Ill. governor signs clean water bill

August 23, 2009 9:06:21 PM PDT
Gov. Pat Quinn signed a bill Sunday that he says will help ensure Illinois citizens have safe, clean drinking water. The bill is designed to prevent future incidents like the water contamination discovered earlier this year in south suburban Crestwood, Ill. What happened in Crestwood infuriated many residents and also revealed flaws in satisfying the public's right to know about something as basic as the quality of its drinking water.

For years, Crestwood village officials told townspeople that all their water came from Lake Michigan exclusively, when records showed that Crestwood was co-mingling its lake water with water from a village well that had shown levels of a known carcinogen.

"They certainly weren't telling people who were drinking that water, brushing their teeth with that water, cooking with that water, showering with that water, that the water had contaminants in it. That is simply wrong, and it needs to end," said Attorney Gen. Lisa Madigan.
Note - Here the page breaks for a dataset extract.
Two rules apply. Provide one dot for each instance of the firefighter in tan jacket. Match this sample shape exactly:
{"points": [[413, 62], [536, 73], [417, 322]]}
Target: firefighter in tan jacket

"The best to make government stand up right is to lean on it every day," Gov. Pat Quinn said.

The governor has signed a law that will require water suppliers to notify all their customers if tests reveal any contamination with their water supply. In Crestwood's case, the EPA had long ago told the village that the well in question had problems, but Crestwood didn't tell residents. Under the new law, water suppliers have five days to notify all of their customers of any problems.

"Now, the operator will be forced immediately to send that information out to customers, which is a great enhancement of an already strong right-to-know law," Illinois EPA Dir. Doug Scott said.

The new law requires more detailed record keeping and provides stronger criminal sanctions if water suppliers fail to keep their customers in the loop.

"If you lie to the Illinois EPA about toxic air or water pollution, you could go to jail," said Jack Darin of the Illinois chapter of the Sierra Club.

Crestwood village officials have insisted that the water delivered to residents there was never unsafe. The well in question was phased out, and has now been permanently sealed.

U.S. EPA investigators are working a criminal investigation against Crestwood officials, and the attorney general's office has filed a civil suit.

The state EPA, meanwhile, because of the Crestwood issue, is changing one aspect of its water testing. There are more than 1,000 communities in Illinois that deliver water that they first purchase from someone else, another community or supplier. The EPA has always done its water quality testing at the supplier. Now, it will test at the distribution point.